Валера решил заехать к бабушке Вере, пообедать, давно обещал повидаться со стариками, да все времени не было. Бабушка Вера с дедом жили в трех кварталах отсюда. Валера и не помнил, когда был у них в последний раз, во всяком случае, дом, что строился напротив, уже глазел на улицу окнами в разноцветных занавесках, а во дворе выставила низкий заборчик детская площадка с каруселью и качалками. Даже некуда машину приткнуть, пришлось поставить на улице…

— Лерик? — удивилась бабушка. — Какими судьбами?

— Проезжал мимо. Думаю, надо повидаться. — Он поцеловал мягкую бабушкину щеку и, проходя следом в кухню, удивился про себя, какая же она стала маленькая. И этот халатик в крупный горошек…

— Такой гость как ясное солнышко.

— А дед где?

— В шашечный клуб отправился. Какой-то чемпион приехал. Все надо твоему деду.

— Молодец дед, не сдается.

— Зато я уже вся сдалась. Вчера давление подскочило, «неотложку» вызывали… Есть будешь?

И бабушка захлопотала. Поставила на газ белую кастрюлю. На вторую конфорку — латку. Любила она кормить своих внуков, хоть и обижали ее, редко навещали, только что по телефону переговаривались.

Валера смотрел на ее остренькое смуглое лицо, на худые высохшие пальцы. Чувство пьянящего довольства размягчало его тело: он здесь был свой человек, в точном звучании этого слова — свой. Дома он тоже был своим, но дома к этому он привык и не замечал. А здесь, у бабушки, понятие своего человека было конкретным, привязанным к определенному отрезку времени. И поэтому казалось острым и почти физически ощутимым…

— А где Пал Палыч?

— В комнате где-нибудь. Дед вчера специально представление устроил: царапает ногтями по полу. А Пал Палыч и ухом не ведет. Сидит урчит, как троллейбус. Дед аж извелся…

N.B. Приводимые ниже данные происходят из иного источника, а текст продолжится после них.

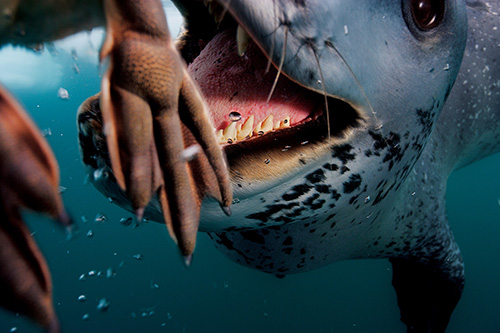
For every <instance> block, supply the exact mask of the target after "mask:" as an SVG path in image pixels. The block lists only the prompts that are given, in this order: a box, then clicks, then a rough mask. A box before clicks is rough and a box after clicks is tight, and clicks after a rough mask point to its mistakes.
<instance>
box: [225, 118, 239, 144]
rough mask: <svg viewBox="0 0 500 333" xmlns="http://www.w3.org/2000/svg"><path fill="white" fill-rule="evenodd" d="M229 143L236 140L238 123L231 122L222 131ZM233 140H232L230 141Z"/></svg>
mask: <svg viewBox="0 0 500 333" xmlns="http://www.w3.org/2000/svg"><path fill="white" fill-rule="evenodd" d="M222 134H223V136H224V138H226V139H227V142H228V143H233V142H236V123H235V122H231V123H230V124H229V125H228V126H227V127H226V128H225V129H224V131H223V132H222ZM229 141H231V142H229Z"/></svg>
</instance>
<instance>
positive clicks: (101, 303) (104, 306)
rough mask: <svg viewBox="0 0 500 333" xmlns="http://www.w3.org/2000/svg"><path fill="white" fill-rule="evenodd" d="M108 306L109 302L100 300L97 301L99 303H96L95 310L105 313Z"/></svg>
mask: <svg viewBox="0 0 500 333" xmlns="http://www.w3.org/2000/svg"><path fill="white" fill-rule="evenodd" d="M109 305H110V302H109V301H108V300H107V299H105V298H101V299H100V300H99V303H97V310H99V311H102V312H106V311H108V308H109Z"/></svg>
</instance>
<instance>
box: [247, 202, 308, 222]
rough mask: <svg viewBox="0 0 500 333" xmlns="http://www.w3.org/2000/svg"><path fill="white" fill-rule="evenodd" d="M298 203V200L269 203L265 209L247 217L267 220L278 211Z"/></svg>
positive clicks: (268, 219)
mask: <svg viewBox="0 0 500 333" xmlns="http://www.w3.org/2000/svg"><path fill="white" fill-rule="evenodd" d="M298 205H299V203H298V202H292V203H289V204H286V205H284V204H278V205H268V206H266V210H265V211H263V212H258V213H254V214H250V215H247V216H246V218H248V219H254V220H259V221H262V222H267V221H268V220H269V219H270V218H271V215H273V214H276V213H277V212H279V211H282V210H284V209H291V208H293V207H296V206H298Z"/></svg>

Валера представил, как дед провоцирует кота, и засмеялся. И бабушка засмеялась. Носик ее морщился, собирая тоненькие милые морщинки, прядь седых волос упала на глаза, и она отвела их таким знакомым добрым жестом худенькой руки.

— Скажи мне, Лерик, почему ты пошел работать в такси?

— Ну, бабушка… Вот еще. То мама, то ты… Должен ведь человек где-нибудь работать.

— Но почему в такси?

— А почему не в такси?

— Но там же опасно. Все мои знакомые качают головами. Мой внук — и таксист… Лерик, ты на чай берешь?

— Конечно.

Бабушка всплеснула руками.

— Какой ужас! Это же некрасиво, унизительно.

Серебряные ложка и вилка с загадочными вензелями на ручках были извлечены из старинного торжественного набора. Набор этот переходил из поколения в поколение, и все знали, что после смерти стариков он предназначен старшей дочери, Валериной маме.

— Зачем, бабушка? Попроще бы что-нибудь, — Валера помахал в воздухе ложкой.

— Такой редкий гость — и попроще? Ешь!

— Ладно. Буду есть, как царь.

Он погрузил ложку в фасолевый суп — светлый, покрытый кружочками жира, сквозь которые островками высилась картошка. Изумрудная петрушка испускала потрясающий запах. Только бабушка могла так вкусно готовить. Валера прикрыл глаза и покачал головой.

— Ну, бабушка, ты сегодня через себя перепрыгнула.

— Вкусно? Ешь, ешь. Я еще подбавлю. — Она сидела, не спуская глаз с Валеры. — Так сколько ж тебе отваливают этих чаевых?

— Когда как. Рублей шесть-семь в среднем за смену.

Бабушка недоверчиво заморгала.

— Ведь это все очень много, Лерик. Ты просто миллионер. Куда же тебе такая прорва денег? И еще зарплату получаешь.

— Нищим раздаю. В таксопарке. Знаешь, сколько этих нищих?

— Я серьезно, Лерик.

— И я серьезно… А есть, которые и побольше привозят. У кого как получается.